Probit BART for Binary Outcomes

This vignette demonstrates how to run BART / BCF on binary outcomes via the probit link in stochtree.

The original Chipman et al. (2010) BART paper describes this model for a binary outcome variable \(Y_i\) and covariate vector \(x_i\),

\[\begin{aligned} \Pr(Y_i = 1 \mid x_i) &\sim \Phi(f(x_i)),\\ f &\sim \mathrm{BART}(\alpha, \beta, m) \end{aligned}\]

where \(\Phi(\cdot)\) denotes the standard normal CDF.

We can sample from this model using the data augmentation of Albert and Chib (1993).
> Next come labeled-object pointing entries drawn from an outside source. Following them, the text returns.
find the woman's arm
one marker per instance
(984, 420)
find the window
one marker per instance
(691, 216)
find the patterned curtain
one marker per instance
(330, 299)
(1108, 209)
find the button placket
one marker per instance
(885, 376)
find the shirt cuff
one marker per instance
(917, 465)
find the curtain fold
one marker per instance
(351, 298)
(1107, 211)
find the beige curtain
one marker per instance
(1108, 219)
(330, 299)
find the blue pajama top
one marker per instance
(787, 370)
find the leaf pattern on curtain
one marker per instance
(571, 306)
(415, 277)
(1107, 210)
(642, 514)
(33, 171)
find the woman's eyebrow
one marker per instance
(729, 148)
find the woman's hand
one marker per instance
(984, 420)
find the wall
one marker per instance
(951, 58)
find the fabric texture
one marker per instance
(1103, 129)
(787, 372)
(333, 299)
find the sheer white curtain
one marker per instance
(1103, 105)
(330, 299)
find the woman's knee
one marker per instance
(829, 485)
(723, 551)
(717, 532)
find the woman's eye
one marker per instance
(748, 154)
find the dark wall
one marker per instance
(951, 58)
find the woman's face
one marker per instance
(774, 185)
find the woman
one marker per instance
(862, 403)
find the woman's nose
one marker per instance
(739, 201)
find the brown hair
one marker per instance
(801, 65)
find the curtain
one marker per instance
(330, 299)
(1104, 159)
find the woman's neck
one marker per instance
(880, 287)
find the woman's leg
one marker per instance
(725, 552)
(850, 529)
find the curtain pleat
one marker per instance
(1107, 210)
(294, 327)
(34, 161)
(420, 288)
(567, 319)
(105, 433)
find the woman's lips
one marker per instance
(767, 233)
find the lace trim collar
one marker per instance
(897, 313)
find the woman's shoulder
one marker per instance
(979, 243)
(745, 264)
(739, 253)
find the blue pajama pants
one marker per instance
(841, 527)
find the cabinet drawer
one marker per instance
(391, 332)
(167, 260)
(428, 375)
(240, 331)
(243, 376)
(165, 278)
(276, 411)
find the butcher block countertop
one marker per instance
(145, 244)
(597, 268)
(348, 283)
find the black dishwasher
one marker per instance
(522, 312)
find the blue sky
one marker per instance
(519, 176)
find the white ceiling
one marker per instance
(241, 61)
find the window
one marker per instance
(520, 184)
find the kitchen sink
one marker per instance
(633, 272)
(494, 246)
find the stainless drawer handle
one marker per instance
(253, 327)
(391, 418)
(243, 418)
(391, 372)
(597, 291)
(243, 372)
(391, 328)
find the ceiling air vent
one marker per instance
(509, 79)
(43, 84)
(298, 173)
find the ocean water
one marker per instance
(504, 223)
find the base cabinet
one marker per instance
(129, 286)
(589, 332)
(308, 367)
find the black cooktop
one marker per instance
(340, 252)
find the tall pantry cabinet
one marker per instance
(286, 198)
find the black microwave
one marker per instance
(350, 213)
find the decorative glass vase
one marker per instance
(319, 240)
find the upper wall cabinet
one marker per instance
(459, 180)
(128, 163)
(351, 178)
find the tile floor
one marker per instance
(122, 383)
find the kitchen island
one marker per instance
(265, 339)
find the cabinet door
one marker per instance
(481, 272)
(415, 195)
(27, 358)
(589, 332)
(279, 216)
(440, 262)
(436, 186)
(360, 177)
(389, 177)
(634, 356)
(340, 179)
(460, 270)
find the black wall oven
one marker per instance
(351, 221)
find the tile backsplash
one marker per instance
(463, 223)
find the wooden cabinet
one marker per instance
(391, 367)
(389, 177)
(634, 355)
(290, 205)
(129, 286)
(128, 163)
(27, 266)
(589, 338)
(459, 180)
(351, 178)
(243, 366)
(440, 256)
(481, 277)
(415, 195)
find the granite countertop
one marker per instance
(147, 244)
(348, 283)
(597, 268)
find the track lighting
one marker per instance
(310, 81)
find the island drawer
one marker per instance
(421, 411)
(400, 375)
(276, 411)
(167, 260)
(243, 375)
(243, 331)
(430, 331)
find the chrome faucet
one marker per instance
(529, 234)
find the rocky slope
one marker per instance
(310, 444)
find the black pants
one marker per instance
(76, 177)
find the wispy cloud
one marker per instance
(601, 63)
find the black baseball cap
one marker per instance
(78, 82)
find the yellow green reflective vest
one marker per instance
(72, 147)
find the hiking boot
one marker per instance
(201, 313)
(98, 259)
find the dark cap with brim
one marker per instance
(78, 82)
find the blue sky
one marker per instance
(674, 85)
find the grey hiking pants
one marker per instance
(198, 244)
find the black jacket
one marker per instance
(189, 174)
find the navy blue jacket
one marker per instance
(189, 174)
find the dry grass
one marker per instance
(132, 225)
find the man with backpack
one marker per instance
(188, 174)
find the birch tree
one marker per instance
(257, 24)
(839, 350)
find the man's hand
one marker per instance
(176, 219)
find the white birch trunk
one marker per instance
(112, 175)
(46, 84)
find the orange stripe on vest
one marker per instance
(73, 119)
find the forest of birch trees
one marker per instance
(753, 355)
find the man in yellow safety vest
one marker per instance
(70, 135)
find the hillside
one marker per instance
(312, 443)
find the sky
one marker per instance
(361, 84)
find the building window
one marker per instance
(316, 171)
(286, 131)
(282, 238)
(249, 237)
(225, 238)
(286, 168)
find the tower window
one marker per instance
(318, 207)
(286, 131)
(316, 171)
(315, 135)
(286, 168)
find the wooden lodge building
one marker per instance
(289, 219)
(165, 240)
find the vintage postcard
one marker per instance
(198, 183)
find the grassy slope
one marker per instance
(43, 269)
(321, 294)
Letting \(Z_i \sim N(f(x_i), 1)\) and \(Y_i = \mathcal{1}\left(Z_i > 0\right)\), we can sample \(Z_i\) via a truncated normal distribution in which observations with \(Y_i = 0\) are truncated above at 0 and observations with \(Y_i = 1\) are truncated below at 0.

Setup

Load necessary packages

library(stochtree)
import numpy as np
import matplotlib.pyplot as plt
from stochtree import OutcomeModel
from stochtree import BARTModel

Set a random seed

random_seed = 1234
set.seed(random_seed)
random_seed = 1234
rng = np.random.default_rng(random_seed)

Supervised Learning Demo

Here, we generate data from a probit model

\[\begin{aligned} X_1,\dots,X_p &\sim \text{U}\left(-1,1\right)\\ Z &= \eta_0 + 2 X_1 - X_2 + \epsilon\\ \epsilon &\sim \mathcal{N}\left(0,1\right)\\ Y &= \mathbb{1}\left(Z > 0\right) \end{aligned}\]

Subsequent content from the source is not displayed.